Systemic (Reporting System Transition)

I was responsible for the technical strategy for an effort to transition a large organization to a new internal ticketing/tracking platform for a portfolio of worker safety related projects. Applying design-thinking and product management principles, I facilitated research and brainstorming sessions, redesigned a business processes to align with a workflow enabled by new software, created training materials for people impacted by the change, and authored updates a business policy to federate the change.

Problem Statement
To help improve the velocity for a specific portfolio of projects and to modernize internal systems and tools, we sought to rethink a business process and realign it to a new software workflow tool.
Concept Development & Ideation
To explore different challenges and ideas with this portfolio of projects, we held a workshop/focus group bringing together the different internal stakeholders. I facilitated the workshop, which included activities such as people from different job roles sharing some of their likes and dislikes of the current process, and group brainstorming of possible improvements/solutions. We scored the resulting ideas according to the predicted benefits and difficulty of implementation.
One outcome of this was to change the workflow that engineering groups used for addressing a portfolio of projects, and adopting a different and more modern web-based workflow management software.

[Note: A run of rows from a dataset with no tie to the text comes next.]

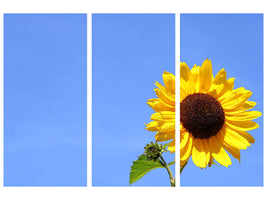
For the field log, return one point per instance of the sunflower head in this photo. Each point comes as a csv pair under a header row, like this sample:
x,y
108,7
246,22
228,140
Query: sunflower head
x,y
213,116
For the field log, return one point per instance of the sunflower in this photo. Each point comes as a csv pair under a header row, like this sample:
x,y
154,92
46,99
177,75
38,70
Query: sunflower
x,y
164,119
213,116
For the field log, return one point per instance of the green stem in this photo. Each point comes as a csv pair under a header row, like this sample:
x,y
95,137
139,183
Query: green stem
x,y
172,179
181,168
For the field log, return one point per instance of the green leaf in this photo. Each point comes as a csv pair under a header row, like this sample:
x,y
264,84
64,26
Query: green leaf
x,y
142,166
171,163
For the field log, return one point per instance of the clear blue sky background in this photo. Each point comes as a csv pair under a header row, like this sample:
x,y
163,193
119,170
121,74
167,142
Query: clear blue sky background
x,y
130,52
233,42
45,100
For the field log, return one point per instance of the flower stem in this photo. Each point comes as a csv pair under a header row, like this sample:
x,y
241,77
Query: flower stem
x,y
172,179
182,167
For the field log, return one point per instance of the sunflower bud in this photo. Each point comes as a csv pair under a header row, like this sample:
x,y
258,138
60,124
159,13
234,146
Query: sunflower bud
x,y
153,151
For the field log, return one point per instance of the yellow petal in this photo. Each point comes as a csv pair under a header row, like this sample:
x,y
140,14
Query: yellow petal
x,y
171,146
232,150
163,116
186,152
184,139
247,136
235,100
232,138
195,78
247,105
158,105
242,125
198,153
246,115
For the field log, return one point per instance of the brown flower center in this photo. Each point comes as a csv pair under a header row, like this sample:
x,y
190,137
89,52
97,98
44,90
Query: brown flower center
x,y
202,115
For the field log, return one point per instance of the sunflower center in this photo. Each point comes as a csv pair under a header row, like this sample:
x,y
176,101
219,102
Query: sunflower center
x,y
202,115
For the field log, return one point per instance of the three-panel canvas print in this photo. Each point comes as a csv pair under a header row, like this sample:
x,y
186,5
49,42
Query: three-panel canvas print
x,y
143,95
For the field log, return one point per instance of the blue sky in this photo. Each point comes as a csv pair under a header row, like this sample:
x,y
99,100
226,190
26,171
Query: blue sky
x,y
233,42
45,58
130,53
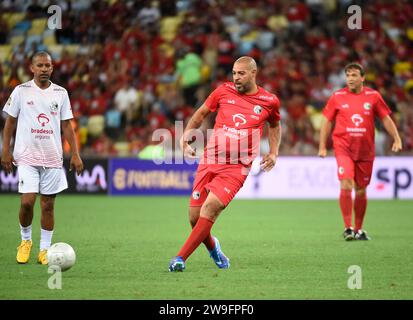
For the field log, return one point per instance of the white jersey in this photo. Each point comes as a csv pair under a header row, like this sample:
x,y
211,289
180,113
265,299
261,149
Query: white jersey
x,y
39,112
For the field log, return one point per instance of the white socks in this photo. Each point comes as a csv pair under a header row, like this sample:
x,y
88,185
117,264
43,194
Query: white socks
x,y
26,232
45,239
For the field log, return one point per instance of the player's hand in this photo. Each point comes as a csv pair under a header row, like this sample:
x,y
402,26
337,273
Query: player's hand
x,y
76,163
187,149
397,145
7,162
268,162
322,152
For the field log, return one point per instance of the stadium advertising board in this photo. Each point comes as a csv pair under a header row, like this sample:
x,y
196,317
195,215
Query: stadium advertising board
x,y
143,177
316,178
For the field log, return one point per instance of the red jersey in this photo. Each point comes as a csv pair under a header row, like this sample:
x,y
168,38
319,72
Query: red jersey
x,y
239,123
354,114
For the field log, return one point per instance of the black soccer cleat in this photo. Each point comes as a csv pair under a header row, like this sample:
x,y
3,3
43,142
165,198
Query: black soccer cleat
x,y
348,234
361,235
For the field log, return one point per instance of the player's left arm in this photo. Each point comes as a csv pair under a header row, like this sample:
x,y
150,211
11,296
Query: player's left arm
x,y
69,134
274,137
392,130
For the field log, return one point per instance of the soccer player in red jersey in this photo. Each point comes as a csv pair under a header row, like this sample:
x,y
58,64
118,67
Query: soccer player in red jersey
x,y
354,109
242,109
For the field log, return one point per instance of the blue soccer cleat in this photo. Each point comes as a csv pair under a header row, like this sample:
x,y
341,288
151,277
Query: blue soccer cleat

This change would also represent a paradigm shift from a more sequential "silo" workflow to a more collaborative, parallel workflow.

Further Research & Analysis
My next step was to speak with people with differing roles and understand their firsthand experiences with the existing process and software. These included production workers, engineers, and management. I also spoke with these people about the change we were trying to make and to gather any feedback and requests they would have, translating these into product requirements.

As I better understood the existing situation, to get a good understanding of the solution space and constraints, I also worked with the software development team to understand what functions and capabilities of the new software we might use as-is, what could be changed through administrative/configuration updates, and what capabilities would require additional software development.
Prototyping & Testing
With an understanding of the current process, how different groups of people carried that process out, and how the existing workflow software supported the process, I drafted a high level version of a process that would leverage the functions and capabilities of the new software.
Next I wrote a detailed "beginning to end" description of how a hypothetical project would progress through its lifecycle using the proposed process and workflow changes. The description was written in an accessible "day in the life" format. This was then shared with stakeholders in a technical review where they were able to critique and correct assumptions or errors I made and suggest alternative ideas.

Implementation & Results
With a workable future process designed, I turned my efforts to implementation, which included authoring new policy, as well as creating training and communication materials to distribute interally. The change affected thousands of employees across dozens of production sites across the globe.
The changeover proceeded smoothly, with one affected party taking the time to email their director praise for the overall process:
"Communication on this change has been outstanding."
Conclusion
By applying design thinking and product management techniques alongside sound engineering principles, this complex change was able to proceed with minimal disruption to day-to-day business operations.